Przejdź do treści
Czekam na telefon od Świerczewskiego

Ligi w Europie Świat

Czekam na telefon od Świerczewskiego

Legenda słowackiego futbolu, ale jedyną wielką imprezę akurat zaliczył z kadrą Czechosłowacji. W 1990 roku na mundialu we Włoszech dotarł wraz z kolegami do ćwierćfinału, w którym został ukarany czerwoną kartką. – Niemcy byli od nas lepsi, cwańsi, zabrakło nam doświadczenia – mówi dawny ulubieniec kibiców Celtiku Glasgow, gdzie tworzył magiczny duet z Henrikiem Larssonem.


Słowacja zmierzy się z Polską w finałach Euro. Która reprezentacja jest teraz lepsza?
Polska, bo ma Roberta Lewandowskiego – mówi Lubomir Moravcik. – Lewy to ponad połowa wartości waszej drużyny, choć nie można w żadnym wypadku powiedzieć, że macie słabych piłkarzy. Cenię Grzegorza Krychowiaka, który bardzo dobrze gra w mocnej lidze rosyjskiej. Kamil Glik od lat utrzymuje wysoki poziom, po powrocie z AS Monaco do Włoch stał się liderem obrony Benevento.

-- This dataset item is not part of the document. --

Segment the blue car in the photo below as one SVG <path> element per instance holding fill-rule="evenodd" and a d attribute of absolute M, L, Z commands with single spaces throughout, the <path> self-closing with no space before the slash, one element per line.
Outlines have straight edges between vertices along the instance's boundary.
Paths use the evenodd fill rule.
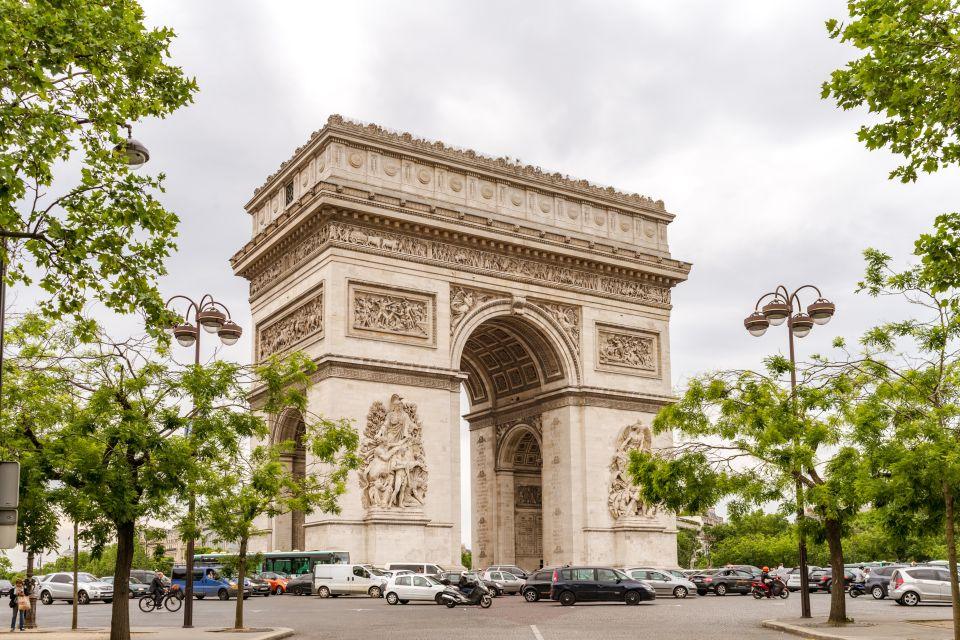
<path fill-rule="evenodd" d="M 193 568 L 193 596 L 197 600 L 203 600 L 207 596 L 219 598 L 220 600 L 229 600 L 237 597 L 237 583 L 230 582 L 222 578 L 218 572 L 219 567 L 194 567 Z M 181 590 L 187 588 L 187 568 L 185 566 L 175 566 L 173 568 L 172 581 Z M 244 580 L 246 583 L 246 580 Z M 250 586 L 247 584 L 243 589 L 244 599 L 250 597 Z"/>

Lubię Kamila Grosickiego, choć wiem, że ma kłopoty w klubie. Wasi bramkarze to w ogóle europejski top, natomiast młodych polskich zawodników wchodzących do drużyny narodowej nie znam. W każdym razie – u nas brakuje takich gwiazd. Marek Hamsik cały czas trzyma pozycję lidera zespołu, ale nie da się ukryć, że nie jest na wznoszącej fali. Mamy dobrą młodzież, niestety nie wszyscy tak jak Milan Skriniar grają regularnie w klubach. Ogromnym potencjałem dysponuje Albert Rusnak, ale on musi występować w lepszych rozgrywkach niż amerykańska MLS.

Martin Skrtel wróci do kadry?
Zdrowy Skrtel jest mocnym punktem reprezentacji Słowacji. Gra w Turcji, ma niesamowite doświadczenie, przeszłość, a przede wszystkim jakość. Ja nie patrzyłbym nikomu w metryki.

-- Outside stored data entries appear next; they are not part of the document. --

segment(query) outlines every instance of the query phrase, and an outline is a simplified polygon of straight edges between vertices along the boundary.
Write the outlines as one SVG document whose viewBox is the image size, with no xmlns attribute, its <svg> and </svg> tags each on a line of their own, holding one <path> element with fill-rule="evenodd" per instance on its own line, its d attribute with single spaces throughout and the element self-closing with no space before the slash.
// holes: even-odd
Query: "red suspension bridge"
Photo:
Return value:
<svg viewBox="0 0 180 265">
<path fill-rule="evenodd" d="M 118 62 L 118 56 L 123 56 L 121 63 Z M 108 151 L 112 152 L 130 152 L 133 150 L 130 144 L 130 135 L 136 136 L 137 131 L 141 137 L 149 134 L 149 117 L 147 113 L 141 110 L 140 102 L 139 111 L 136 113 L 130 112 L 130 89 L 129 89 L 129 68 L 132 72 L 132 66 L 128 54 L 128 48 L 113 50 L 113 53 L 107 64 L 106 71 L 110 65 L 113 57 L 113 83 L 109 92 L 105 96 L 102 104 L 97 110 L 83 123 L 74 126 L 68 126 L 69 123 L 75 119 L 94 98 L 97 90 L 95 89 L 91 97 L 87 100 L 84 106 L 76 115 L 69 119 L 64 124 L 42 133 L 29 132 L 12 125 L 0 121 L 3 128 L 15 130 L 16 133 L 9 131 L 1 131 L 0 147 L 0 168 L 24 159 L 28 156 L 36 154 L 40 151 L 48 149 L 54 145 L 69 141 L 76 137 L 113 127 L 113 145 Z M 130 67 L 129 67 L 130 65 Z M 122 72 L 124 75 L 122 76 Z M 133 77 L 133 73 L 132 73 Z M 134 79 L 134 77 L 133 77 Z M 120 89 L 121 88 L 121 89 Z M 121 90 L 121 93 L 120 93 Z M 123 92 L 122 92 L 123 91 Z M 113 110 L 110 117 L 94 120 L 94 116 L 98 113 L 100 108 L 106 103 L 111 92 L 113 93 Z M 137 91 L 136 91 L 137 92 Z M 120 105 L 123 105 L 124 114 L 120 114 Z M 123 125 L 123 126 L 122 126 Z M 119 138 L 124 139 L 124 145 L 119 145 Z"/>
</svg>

Jest pan zadowolony z pracy Stefana Tarkovicia na stanowisku selekcjonera?
Był asystentem Jana Kozaka, pracował także z Pavlem Hapalem i doskonale zna zawodników. To właściwy człowiek na właściwym miejscu i nie dziwię się, że dostał kredyt zaufania. Nie ma się jednak co oszukiwać, mieliśmy dużo szczęścia w losowaniu baraży, bo Irlandia i Irlandia Północna pasowały stylem gry naszej reprezentacji. My powinniśmy awansować do finałów Euro bezpośrednio, a trzeba było się stresować do końca. Cel został osiągnięty, teraz Tarković potrzebuje spokoju. Na pewno nie pojedziemy na turniej finałowy jako faworyt, lecz paradoksalnie to może nam pomóc.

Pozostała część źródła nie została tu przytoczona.